Löfberg E, Essén P, McNurlan M, Wernerman J, Garlick P, Anderstam B, Bergström J, Alvestrand A
Department of Clinical Science, Huddinge University Hospital, Karolinska Institute, Stockholm, Sweden.
Clin Nephrol. 2000 Oct;54(4):284-94.
Earlier studies have shown that hemodialysis (HD) treatment stimulates net protein catabolism. Several factors associated with HD affect protein catabolism, such as an inflammatory effect due to blood-membrane contact and loss of amino acids and glucose into the dialysate.

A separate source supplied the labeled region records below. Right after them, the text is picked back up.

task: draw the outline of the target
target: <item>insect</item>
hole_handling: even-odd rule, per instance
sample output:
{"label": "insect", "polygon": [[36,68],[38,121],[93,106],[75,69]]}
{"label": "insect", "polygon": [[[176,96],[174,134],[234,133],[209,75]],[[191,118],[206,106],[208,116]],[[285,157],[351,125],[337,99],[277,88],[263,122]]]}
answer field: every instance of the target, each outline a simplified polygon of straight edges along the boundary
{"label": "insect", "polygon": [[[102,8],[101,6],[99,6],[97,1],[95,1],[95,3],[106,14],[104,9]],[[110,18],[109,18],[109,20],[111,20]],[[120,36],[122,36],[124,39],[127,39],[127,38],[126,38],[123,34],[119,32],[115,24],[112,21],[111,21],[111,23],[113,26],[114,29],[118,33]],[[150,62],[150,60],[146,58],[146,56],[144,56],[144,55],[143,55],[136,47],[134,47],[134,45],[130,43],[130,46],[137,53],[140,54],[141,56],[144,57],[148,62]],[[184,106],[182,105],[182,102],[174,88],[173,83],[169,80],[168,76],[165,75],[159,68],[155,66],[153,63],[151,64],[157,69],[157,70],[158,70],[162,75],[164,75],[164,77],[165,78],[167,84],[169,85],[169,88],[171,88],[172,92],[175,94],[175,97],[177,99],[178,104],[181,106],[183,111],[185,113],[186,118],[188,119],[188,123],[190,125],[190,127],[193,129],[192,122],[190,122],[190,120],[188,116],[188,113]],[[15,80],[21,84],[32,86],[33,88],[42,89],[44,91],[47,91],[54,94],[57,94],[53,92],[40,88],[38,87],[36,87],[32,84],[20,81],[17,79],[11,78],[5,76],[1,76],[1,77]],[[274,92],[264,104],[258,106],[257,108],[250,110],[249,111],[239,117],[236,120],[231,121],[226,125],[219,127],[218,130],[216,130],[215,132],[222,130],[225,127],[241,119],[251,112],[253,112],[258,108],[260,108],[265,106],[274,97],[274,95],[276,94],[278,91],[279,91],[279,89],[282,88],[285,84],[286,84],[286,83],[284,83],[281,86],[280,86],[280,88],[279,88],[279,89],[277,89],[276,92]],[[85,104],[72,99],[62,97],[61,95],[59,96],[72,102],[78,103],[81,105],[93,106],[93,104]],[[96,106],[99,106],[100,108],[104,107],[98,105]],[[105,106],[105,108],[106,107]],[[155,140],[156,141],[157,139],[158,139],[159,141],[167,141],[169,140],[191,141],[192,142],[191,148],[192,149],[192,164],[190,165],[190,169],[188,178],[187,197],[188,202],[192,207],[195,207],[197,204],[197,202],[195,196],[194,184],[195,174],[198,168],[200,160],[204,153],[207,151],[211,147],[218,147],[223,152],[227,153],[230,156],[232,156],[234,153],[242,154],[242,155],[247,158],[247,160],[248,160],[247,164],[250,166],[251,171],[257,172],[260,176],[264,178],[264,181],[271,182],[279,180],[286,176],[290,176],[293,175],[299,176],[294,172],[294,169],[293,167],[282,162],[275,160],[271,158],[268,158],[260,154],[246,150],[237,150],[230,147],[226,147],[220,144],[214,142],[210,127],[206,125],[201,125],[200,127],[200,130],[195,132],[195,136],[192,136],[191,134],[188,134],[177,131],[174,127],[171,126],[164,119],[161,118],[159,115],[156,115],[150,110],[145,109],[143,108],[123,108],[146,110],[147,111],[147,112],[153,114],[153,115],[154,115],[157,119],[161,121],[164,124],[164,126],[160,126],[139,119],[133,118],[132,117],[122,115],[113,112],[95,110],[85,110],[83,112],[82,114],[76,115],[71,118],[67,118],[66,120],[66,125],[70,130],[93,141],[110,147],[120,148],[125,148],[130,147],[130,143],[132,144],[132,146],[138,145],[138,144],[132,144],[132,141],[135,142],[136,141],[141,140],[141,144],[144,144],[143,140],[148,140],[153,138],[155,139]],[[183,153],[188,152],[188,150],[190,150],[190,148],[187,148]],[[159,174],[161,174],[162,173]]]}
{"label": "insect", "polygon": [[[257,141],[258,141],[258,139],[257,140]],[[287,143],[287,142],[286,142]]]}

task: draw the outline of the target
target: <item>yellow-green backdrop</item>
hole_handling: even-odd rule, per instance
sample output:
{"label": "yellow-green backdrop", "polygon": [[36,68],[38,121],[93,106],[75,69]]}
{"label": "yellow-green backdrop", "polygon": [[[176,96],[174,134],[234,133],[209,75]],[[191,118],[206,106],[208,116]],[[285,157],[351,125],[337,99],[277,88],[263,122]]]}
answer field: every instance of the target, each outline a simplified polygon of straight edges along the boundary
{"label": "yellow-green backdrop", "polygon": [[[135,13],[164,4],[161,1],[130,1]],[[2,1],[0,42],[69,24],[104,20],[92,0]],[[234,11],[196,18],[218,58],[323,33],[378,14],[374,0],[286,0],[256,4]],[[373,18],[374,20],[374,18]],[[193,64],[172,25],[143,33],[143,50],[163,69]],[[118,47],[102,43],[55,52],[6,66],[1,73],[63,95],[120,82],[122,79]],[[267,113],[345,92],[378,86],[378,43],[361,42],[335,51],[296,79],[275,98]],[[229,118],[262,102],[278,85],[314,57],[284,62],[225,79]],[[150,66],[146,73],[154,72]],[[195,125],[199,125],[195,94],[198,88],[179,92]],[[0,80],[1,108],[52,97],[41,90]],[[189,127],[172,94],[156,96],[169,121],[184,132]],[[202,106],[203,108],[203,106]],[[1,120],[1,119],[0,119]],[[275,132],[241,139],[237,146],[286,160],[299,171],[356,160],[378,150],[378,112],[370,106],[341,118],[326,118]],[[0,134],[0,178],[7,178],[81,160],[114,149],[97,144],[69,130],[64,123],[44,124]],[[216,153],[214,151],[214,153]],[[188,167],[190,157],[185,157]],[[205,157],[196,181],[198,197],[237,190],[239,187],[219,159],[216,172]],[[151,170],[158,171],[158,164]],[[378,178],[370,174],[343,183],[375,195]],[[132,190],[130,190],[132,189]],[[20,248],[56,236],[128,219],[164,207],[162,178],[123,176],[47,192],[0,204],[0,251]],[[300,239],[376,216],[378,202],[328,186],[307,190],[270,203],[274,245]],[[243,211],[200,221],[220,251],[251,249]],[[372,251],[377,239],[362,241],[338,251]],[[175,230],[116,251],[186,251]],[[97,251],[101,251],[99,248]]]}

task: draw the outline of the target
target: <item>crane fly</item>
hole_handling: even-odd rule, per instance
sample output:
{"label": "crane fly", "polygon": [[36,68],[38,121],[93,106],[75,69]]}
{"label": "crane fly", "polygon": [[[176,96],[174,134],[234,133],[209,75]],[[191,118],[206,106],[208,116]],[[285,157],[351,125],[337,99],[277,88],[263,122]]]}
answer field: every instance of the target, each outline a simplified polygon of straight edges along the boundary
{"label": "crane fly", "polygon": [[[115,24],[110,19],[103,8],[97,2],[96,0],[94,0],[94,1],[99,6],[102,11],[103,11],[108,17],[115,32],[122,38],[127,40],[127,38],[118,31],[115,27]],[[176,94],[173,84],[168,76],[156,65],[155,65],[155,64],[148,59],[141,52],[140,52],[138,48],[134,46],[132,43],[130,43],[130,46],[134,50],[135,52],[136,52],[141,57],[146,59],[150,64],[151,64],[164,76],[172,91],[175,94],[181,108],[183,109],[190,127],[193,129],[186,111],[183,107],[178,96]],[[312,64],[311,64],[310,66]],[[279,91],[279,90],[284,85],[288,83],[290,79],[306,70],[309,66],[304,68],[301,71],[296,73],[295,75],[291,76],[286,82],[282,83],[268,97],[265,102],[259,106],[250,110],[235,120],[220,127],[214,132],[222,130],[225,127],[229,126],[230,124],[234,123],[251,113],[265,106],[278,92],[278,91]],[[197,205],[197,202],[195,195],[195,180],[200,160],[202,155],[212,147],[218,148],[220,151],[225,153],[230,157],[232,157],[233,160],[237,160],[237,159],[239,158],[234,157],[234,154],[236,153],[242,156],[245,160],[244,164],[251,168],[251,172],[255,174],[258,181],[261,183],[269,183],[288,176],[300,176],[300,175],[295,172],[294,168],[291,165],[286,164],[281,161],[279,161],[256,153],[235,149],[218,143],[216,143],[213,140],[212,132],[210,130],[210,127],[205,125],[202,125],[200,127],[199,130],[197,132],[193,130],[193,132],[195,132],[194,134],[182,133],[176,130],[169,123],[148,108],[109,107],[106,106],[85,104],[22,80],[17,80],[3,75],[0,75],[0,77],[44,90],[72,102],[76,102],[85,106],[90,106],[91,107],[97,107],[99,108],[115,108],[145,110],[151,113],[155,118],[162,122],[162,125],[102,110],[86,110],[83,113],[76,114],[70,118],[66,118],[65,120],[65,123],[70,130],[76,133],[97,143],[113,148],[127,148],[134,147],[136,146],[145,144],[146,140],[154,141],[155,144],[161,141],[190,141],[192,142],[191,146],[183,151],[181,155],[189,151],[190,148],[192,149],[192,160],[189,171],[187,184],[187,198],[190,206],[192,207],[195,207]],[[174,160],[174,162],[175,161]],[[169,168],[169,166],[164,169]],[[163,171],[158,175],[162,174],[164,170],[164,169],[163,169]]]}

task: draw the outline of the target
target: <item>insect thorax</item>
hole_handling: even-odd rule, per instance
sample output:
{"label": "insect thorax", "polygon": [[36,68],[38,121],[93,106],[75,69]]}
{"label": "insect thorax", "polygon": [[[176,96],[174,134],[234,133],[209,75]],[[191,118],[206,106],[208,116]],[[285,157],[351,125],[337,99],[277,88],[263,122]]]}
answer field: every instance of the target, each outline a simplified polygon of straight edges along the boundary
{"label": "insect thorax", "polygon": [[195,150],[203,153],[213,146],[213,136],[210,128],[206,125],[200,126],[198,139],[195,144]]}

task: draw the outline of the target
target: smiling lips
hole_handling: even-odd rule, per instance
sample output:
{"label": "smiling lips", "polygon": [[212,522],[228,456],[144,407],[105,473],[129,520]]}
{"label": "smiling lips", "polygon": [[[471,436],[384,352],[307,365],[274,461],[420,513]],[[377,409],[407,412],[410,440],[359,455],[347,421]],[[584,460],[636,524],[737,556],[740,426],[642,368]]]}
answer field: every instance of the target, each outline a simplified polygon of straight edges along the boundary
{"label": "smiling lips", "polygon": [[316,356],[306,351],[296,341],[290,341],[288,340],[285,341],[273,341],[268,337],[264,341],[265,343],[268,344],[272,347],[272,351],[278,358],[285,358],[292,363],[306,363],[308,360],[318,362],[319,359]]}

SUBJECTS, MATERIAL AND METHODS: We have studied protein synthesis in skeletal muscle of healthy volunteers (n = 9) before and after a single heparin-free HD. Protein synthesis (PS) was studied, using 2 independent techniques: the incorporation of labeled 2H5-phenylalanine into muscle protein, which gives a quantitative measure of the fractional synthesis rate of muscle proteins, and the concentration and size distribution of ribosomes, which gives a qualitative estimate of protein synthesis. Furthermore, free amino acid concentrations were determined in muscle and plasma.
The rate of PS, expressed as the fractional synthesis rate, decreased by 13% during HD (p < 0.02). The capacity for PS, as reflected by the total concentration of ribosomes, was reduced by 22% (p < 0.02) and the activity of PS, expressed as the relative proportion of polyribosomes, decreased from 48.4 +/- 0.9% to 44.8 +/- 0.8% after dialysis (p < 0.01). There was a total loss of 5.8 +/- 0.3 g amino acid to the dialysate. Plasma and muscle free amino acid concentrations were determined at four time points; before and after the phenylalanine incorporation period, before dialysis and before and after the second incorporation period after dialysis. Immediately after dialysis, there was a decrease in plasma asparagine, histidine, alanine, taurine, valine and tryptophane. In muscle, no changes occurred except for a slight increase in leucine after dialysis. In blood, the glucose concentration decreased and the total amount of glucose lost to the dialysate was 21 +/- 3.0 g. In summary, one single hemodialysis treatment decreases fractional protein synthesis rate in skeletal muscle.
The results demonstrate substantial losses of amino acids and glucose to the dialysate and decreased amino acid concentrations in plasma, but only minimal changes in the intracellular amino acid concentrations in muscle, suggesting that the decreased PS is caused not by lack of amino acid precursors at the site of the synthesis activity, but by other mechanisms.
早期研究表明,血液透析(HD)治疗会刺激净蛋白分解代谢。与血液透析相关的几个因素会影响蛋白分解代谢,比如血液与膜接触产生的炎症效应以及氨基酸和葡萄糖流失到透析液中。
对象、材料与方法:我们研究了9名健康志愿者在单次无肝素血液透析前后骨骼肌中的蛋白合成情况。采用两种独立技术研究蛋白合成(PS):将标记的2H5-苯丙氨酸掺入肌肉蛋白中,以此定量测定肌肉蛋白的分数合成率;以及核糖体的浓度和大小分布,以此定性评估蛋白合成。此外,还测定了肌肉和血浆中的游离氨基酸浓度。
以分数合成率表示的蛋白合成速率在血液透析期间下降了13%(p < 0.02)。以核糖体总浓度反映的蛋白合成能力降低了22%(p < 0.02),以多核糖体相对比例表示的蛋白合成活性在透析后从48.4±0.9%降至44.8±0.8%(p < 0.01)。有5.8±0.3克氨基酸总共流失到透析液中。在四个时间点测定了血浆和肌肉中的游离氨基酸浓度;苯丙氨酸掺入期前后、透析前以及透析后第二个掺入期前后。透析后即刻,血浆中天冬酰胺、组氨酸、丙氨酸、牛磺酸、缬氨酸和色氨酸浓度下降。在肌肉中,除了透析后亮氨酸略有增加外,未发生变化。血液中,葡萄糖浓度下降,流失到透析液中的葡萄糖总量为21±3.0克。总之,单次血液透析治疗会降低骨骼肌中的分数蛋白合成率。
结果表明氨基酸和葡萄糖大量流失到透析液中,血浆中氨基酸浓度降低,但肌肉细胞内氨基酸浓度仅有微小变化,这表明蛋白合成速率降低并非由合成活性部位缺乏氨基酸前体所致,而是由其他机制引起。